There is clear evidence that ADHD aggregates in families; however, population-based family samples are required to assess the strength, pattern and characteristics of this observation.
In this patient-cohort study, 1,656,943 unique individuals born between 1 January 1985 and 31 December 2006 were identified from the Swedish Twin Register from relative pairs of twins, full and half-siblings, and full and half cousins. The relatives of these individuals were followed from their third birthday until first ADHD diagnosis* or 31 December 2009, whichever occurred first. Analysis of the results took into account a number of covariates that might explain the familial aggregation of ADHD, including birth year (1985–1991, 1992–1996, 1997–2001, 2002–2006), gender, maternal age at childbirth (<35 and ≥35 years), paternal age at childbirth (<45 and ≥45 years) and presence of maternal and paternal psychiatric history.†
ADHD was diagnosed during follow-up in 31,865 individuals (male:female ratio was 3.7), generating a lifetime prevalence of 1.9%. Cumulative incidence of ADHD diagnosis at age 20 for both siblings and cousins of unaffected individuals was ~3.6%, compared with 25.3% and 10.0%, respectively, for siblings and cousins of ADHD-affected individuals.
Familial aggregation of ADHD was measured using crude and birth-year–adjusted hazard ratios (HRs) for ADHD diagnosis, with the estimates being 70.45 (95% confidence interval [CI] 38.19–129.96) in monozygotic twins, 8.44 (95% CI 5.87–12.14) in dizygotic twins, 8.27 (95% CI 7.86–8.70) in full siblings, 2.86 (95% CI 2.61–3.13) in maternal half-siblings, 2.31 (95% CI 2.07–2.58) in paternal half-siblings, 2.24 (95% CI 2.11–2.38) in full cousins and 1.47 (95% CI 1.35–1.61) in half cousins. The HR in maternal half-siblings was significantly higher than in paternal half-siblings (p=0.004).
Further analysis indicated that the HR did not seem to be affected by gender. Compared with siblings of individuals without ADHD, male and female siblings of individuals with ADHD had a ~8- and 10-fold increase in the rate of ADHD diagnosis, respectively. Full siblings of individuals with an ADHD diagnosis present at age ≥18 years had a higher rate of ADHD (HR 11.49) compared with full siblings of individuals with an ADHD diagnosis prior to age 18 years (HR 4.68). Analysis of results by parental age and parental psychiatric history did not affect the magnitude of the HRs.
Study limitations included a lower lifetime prevalence of ADHD in this study compared with other countries, and that paternity tests for excluding paternal discrepancy were not available.
In conclusion, this study indicates that familial aggregation of ADHD increases with increasing genetic relatedness. It is also important to note that familial aggregation is driven by not only genetic factors but also by a small amount of shared environmental factors, and that persistence of ADHD into adulthood appears to index stronger familial aggregation of ADHD.
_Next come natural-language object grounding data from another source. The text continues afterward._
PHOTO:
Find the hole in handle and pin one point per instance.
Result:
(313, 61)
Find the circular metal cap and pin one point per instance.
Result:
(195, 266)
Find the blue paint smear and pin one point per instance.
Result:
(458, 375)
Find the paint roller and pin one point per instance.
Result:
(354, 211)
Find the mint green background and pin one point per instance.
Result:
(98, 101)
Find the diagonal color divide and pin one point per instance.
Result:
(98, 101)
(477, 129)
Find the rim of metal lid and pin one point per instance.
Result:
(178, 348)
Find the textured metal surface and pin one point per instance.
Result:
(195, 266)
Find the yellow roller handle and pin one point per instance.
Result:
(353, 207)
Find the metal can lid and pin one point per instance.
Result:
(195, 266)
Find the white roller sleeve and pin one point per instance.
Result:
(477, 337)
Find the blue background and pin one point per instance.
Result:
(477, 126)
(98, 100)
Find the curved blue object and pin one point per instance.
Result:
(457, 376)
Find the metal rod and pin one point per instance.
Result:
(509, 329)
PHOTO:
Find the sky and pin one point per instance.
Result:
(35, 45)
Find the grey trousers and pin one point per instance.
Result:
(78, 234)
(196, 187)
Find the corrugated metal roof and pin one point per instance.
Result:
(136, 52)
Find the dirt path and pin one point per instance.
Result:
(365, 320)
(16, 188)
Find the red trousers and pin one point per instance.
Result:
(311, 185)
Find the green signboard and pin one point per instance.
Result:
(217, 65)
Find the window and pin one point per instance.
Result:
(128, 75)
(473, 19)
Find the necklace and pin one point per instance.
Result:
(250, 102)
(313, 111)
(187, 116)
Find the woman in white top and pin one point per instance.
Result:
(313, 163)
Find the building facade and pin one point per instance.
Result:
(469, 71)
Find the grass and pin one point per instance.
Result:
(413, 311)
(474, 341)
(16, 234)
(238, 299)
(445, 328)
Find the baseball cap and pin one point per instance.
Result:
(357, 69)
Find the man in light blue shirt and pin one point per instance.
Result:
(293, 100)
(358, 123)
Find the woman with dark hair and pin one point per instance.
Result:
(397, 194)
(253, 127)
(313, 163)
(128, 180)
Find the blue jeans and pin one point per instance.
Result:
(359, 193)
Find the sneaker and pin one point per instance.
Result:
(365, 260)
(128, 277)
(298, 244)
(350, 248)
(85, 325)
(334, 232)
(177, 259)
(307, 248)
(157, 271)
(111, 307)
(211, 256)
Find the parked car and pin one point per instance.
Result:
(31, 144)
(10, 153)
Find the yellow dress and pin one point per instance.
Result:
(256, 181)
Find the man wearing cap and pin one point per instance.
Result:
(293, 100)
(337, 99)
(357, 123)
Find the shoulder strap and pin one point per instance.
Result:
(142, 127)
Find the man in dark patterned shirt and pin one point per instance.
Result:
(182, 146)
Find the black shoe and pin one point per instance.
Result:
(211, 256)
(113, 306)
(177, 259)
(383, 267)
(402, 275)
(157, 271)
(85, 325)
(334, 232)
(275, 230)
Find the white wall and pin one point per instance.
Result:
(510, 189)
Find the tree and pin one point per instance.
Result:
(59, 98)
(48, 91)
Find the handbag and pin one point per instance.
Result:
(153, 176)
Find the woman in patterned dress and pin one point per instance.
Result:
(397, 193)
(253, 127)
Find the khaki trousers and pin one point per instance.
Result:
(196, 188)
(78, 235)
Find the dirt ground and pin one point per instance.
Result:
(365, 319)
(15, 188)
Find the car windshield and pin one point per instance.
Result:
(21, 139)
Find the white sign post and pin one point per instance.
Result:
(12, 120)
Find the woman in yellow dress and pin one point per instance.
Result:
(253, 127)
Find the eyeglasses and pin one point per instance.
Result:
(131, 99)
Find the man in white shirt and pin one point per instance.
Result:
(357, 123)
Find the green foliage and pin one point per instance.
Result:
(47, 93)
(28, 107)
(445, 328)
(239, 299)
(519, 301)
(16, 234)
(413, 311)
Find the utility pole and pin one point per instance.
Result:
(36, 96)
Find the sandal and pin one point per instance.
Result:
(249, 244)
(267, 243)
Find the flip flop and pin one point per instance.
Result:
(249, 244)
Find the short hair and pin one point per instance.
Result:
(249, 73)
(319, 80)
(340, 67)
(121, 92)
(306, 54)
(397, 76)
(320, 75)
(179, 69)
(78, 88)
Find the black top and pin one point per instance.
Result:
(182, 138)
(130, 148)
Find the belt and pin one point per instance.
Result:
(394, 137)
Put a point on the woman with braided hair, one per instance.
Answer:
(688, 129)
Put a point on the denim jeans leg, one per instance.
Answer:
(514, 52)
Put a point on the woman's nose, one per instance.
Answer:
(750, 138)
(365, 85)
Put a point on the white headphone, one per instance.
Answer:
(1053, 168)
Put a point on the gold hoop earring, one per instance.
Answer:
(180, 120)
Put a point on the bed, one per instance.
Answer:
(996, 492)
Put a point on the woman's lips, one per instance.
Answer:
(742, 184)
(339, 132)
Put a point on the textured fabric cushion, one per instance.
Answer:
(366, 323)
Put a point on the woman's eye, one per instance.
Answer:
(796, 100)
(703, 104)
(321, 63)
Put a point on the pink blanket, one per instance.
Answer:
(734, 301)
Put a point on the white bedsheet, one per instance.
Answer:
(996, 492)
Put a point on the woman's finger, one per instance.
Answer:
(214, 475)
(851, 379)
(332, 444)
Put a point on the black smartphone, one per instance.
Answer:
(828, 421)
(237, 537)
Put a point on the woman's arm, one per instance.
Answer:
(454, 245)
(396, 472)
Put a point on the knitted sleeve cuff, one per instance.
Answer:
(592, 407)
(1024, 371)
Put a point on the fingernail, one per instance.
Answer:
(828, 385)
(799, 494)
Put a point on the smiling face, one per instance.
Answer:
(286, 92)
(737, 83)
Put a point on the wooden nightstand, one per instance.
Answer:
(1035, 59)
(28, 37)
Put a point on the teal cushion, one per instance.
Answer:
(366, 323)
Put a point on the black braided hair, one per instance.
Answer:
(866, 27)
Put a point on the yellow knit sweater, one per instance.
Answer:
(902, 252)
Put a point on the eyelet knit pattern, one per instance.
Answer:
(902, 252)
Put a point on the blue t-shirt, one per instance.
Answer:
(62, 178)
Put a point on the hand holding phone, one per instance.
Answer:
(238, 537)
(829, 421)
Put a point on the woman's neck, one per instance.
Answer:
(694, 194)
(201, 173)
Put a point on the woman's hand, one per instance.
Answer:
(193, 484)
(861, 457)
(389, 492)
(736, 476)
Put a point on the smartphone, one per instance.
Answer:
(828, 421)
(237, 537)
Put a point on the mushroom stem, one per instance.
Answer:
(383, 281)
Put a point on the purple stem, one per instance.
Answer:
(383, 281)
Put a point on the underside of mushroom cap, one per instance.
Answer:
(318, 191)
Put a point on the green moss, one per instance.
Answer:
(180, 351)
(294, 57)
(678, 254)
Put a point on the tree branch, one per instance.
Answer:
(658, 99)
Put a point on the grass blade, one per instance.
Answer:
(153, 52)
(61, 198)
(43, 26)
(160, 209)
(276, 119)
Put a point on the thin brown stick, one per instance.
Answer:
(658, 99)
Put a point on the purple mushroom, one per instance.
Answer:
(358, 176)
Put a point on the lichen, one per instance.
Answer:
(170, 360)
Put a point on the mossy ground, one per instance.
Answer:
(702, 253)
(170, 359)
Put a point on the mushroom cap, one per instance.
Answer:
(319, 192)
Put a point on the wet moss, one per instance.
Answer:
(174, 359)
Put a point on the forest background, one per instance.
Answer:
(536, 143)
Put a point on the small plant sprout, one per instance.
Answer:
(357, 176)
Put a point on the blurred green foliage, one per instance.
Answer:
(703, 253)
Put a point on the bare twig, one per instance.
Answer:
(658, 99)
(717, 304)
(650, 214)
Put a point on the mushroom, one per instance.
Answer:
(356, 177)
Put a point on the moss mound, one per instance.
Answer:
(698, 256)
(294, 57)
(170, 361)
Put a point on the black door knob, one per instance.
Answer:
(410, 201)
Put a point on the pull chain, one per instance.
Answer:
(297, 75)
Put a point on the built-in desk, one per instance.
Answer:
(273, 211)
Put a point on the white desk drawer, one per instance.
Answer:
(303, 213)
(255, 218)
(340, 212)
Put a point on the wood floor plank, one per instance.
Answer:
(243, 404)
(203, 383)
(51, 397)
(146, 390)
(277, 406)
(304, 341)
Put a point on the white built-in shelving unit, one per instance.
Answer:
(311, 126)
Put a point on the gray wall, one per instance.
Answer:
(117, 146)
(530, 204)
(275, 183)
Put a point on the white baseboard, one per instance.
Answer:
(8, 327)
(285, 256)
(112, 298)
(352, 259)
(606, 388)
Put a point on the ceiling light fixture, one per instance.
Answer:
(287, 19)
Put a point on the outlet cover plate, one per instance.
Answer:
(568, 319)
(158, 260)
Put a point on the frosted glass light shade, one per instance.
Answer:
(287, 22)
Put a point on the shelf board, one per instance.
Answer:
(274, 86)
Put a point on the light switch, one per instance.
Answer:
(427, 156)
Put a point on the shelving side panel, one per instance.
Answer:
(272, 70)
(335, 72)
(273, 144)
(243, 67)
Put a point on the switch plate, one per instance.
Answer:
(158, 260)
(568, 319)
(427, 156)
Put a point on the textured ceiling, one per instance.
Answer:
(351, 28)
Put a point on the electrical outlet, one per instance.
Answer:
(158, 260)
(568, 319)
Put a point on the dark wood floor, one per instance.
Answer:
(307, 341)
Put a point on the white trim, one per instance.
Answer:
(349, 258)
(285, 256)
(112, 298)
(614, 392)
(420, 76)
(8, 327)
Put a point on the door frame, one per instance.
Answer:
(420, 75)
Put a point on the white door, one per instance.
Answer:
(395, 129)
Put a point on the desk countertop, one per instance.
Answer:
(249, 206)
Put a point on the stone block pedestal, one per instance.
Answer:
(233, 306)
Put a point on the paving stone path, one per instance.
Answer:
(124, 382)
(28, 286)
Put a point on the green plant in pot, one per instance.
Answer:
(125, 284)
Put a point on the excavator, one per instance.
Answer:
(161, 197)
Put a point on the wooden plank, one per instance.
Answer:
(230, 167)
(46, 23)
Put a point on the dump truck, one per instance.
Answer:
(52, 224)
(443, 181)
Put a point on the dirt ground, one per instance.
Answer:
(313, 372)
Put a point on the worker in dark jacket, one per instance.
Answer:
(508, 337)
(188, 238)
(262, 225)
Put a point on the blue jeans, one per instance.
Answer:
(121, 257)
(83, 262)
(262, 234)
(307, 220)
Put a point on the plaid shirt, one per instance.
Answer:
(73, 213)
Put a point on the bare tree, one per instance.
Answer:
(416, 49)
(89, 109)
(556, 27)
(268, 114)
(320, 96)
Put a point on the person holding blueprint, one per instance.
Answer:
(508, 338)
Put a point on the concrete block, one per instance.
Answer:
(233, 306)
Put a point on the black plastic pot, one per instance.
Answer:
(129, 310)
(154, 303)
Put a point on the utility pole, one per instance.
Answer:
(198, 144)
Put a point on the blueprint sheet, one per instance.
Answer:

Read more about familial aggregation of ADHD here
*Date of first ADHD diagnosis (International Statistical Classification of Diseases and Related Health Problems, 9th Revision [ICD-9], ICD-10 or Diagnostic and Statistical Manual of Mental Disorders – 4th edition) was defined as the date of the first registered diagnosis or drug prescription (methylphenidate, amfetamine, dexamfetamine or atomoxetine), whichever occurred first
†Psychiatric history was defined as the presence of any psychiatric diagnosis (ICD-8: 290–315; ICD-9: 290–319; ICD-10: F00–F99) before the birth of the first-born child in a nuclear family during the study period
Chen Q, Brikell I, Lichtenstein P, et al. Familial aggregation of attention-deficit/hyperactivity disorder. J Child Psychol Psychiatry 2017; 58: 231-239.